Kenanga berkedip dua kali. Ia butuh menarik napas untuk sekadar mencerna penuturan Pak Andi.
"Maksud Bapak?" tanya Kenanga sembari memutar ingatan tentang kejadian hari itu.
"Orang yang Non lihat di Semarang Bersama Non Anyelir bukan Mas Cakra. Bapak meminta saya mencari laki-laki yang postur tubuhnya mirip Mas Cakra dan Bapak menyuruhnya memakai topeng—"
Sebelum Pak Andi menyelesaikan kalimatnya, Kenanga telanjur menutup wajah dengan kedua tangan. Gadis itu terduduk lemas di kursi. Ternyata Cakra yang Papa maksud sejak kemarin dan inilah sebab mengapa ia harus bertemu Pak Andi.
"Non ... saya mohon ampun ...."
Kenanga mengusap rambut ke belakang, lalu mengangguk. "Makasih, ya, Pak. Bapak sudah mau memberi tahu saya kebenarannya."
"Katanya Bapak takut Mas Cakra bawa Non pergi jauh."
Semua anak gadis memang akan pergi dari rumah setelah dipinang. Dia akan ikut ke mana pun si nakhoda mengarahkan kapal. Kenapa sampai melakukan hal seperti ini jikalau memang tak menyetujui hubungannya dengan Cakra? Kenapa tidak berterus terang saja?
Demi Tuhan, Kenanga sudah sia-sia membenci seseorang sepanjang waktu.
***
Hasil DNA lalu menunjukkan jikalau korban kecelakaan di Tol Pejagan adalah benar Jason Sirait.
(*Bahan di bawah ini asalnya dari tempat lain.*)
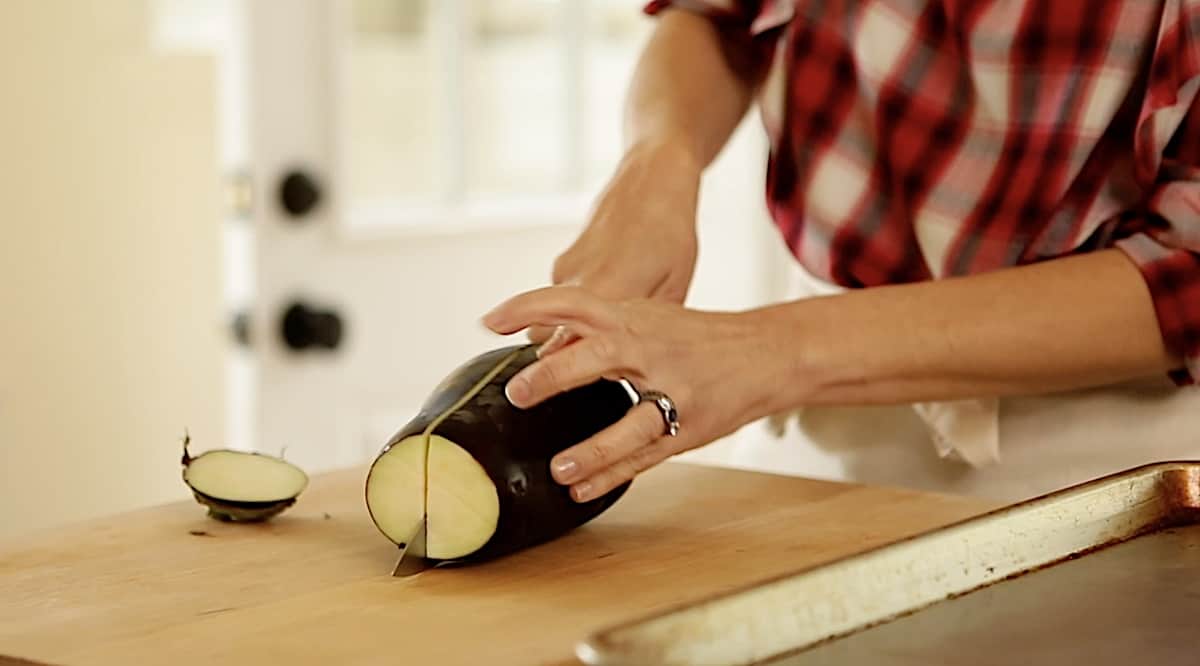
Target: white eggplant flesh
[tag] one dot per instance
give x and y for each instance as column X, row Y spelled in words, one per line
column 243, row 486
column 460, row 499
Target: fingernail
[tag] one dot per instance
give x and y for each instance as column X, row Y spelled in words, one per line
column 563, row 469
column 517, row 390
column 582, row 491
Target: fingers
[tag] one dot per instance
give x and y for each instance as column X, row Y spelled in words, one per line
column 615, row 455
column 625, row 469
column 549, row 306
column 561, row 337
column 539, row 335
column 570, row 367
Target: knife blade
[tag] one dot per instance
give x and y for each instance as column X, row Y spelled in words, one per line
column 411, row 563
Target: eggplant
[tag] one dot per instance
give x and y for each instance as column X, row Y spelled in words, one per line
column 241, row 486
column 477, row 469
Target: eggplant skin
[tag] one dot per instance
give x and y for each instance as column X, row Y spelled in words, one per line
column 515, row 447
column 243, row 511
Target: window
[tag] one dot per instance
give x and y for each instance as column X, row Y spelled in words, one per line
column 480, row 109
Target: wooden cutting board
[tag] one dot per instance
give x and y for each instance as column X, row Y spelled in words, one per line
column 169, row 586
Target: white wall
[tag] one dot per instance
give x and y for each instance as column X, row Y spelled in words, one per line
column 111, row 341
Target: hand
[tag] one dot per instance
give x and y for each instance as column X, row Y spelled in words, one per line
column 641, row 240
column 720, row 369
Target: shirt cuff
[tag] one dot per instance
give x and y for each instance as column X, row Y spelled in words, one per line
column 1173, row 276
column 753, row 16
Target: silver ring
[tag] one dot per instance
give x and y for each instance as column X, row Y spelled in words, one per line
column 666, row 406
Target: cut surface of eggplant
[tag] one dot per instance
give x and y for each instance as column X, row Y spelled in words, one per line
column 477, row 468
column 243, row 486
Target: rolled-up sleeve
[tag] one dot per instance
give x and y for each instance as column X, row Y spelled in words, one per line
column 745, row 28
column 1167, row 145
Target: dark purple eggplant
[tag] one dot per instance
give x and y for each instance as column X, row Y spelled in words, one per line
column 477, row 469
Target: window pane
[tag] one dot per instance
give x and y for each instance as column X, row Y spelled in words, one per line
column 393, row 106
column 515, row 97
column 615, row 35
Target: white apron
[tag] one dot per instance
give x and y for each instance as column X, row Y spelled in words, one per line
column 1008, row 449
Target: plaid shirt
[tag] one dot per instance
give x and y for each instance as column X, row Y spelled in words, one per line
column 913, row 139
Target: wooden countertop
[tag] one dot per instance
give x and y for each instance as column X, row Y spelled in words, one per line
column 167, row 585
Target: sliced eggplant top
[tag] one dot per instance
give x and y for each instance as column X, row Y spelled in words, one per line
column 244, row 477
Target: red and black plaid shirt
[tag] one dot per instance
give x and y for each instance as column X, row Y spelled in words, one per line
column 913, row 139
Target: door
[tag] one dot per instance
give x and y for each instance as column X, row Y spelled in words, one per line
column 112, row 340
column 414, row 163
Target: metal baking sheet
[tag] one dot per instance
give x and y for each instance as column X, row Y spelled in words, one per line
column 1104, row 573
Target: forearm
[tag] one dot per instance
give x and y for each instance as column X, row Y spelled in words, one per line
column 684, row 93
column 1057, row 325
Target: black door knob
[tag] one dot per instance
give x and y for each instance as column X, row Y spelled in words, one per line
column 306, row 328
column 299, row 193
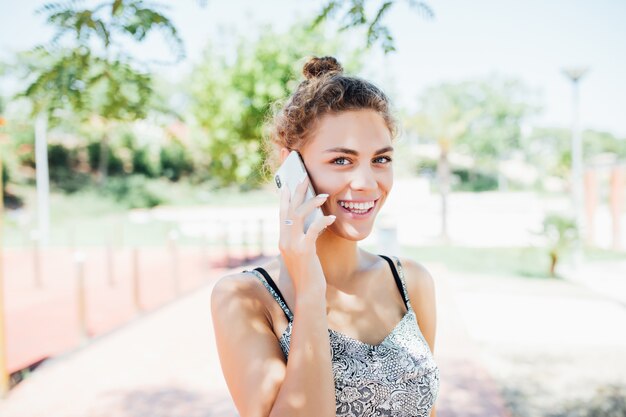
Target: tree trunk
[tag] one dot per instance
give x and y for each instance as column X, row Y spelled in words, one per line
column 443, row 171
column 104, row 158
column 553, row 261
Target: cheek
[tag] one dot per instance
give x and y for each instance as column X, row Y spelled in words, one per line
column 324, row 182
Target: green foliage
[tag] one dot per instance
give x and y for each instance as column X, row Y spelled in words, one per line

Perkara Jason selesai, perkara Bianca pun selesai. Cakra pulang bersama damai.
Pramono Darmawangsa awalnya tak terbaca sama sekali sebagai tersangka. Ia terlihat seperti seorang ayah yang normal pada umumnya. Pria tua itu bersaksi tadinya hanya ingin memberi sedikit ancaman jika Bianca berani membawa Camelia pulang dan merusak citra keluarga. Pramono pun bersaksi, ada miskomunikasi dengan tiga pelaku lainnya. Namun, putrinya sudah tewas, maka ganjaran tetaplah ganjaran.
Setelah kasus Bianca berakhir belum ada lagi yang mengunjungi teras rumahnya. Namun, sosok gadis yang duduk bersama Bu Sumarni berhasil mendobrak pernyataan tadi. Cakra berdiri kaku di samping mobilnya ketika gadis itu juga berdiri seolah-olah tengah menyambutnya pulang kerja. Baiklah, tolong hentikan laju pikiran konyol barusan. Ini halaman rumah dinasnya, tempat tinggalnya, lantas kenapa ia berdiri seperti orang bodoh yang kehilangan suara?
"Kak Cakra ...," panggil Kenanga yang bola matanya bergerak ke kiri dan kanan. "Maaf aku datang malam-malam. Aku ...."
Cakra langsung memandangi sekitar halaman rumah dinasnya. "Kamu ke sini sama siapa?"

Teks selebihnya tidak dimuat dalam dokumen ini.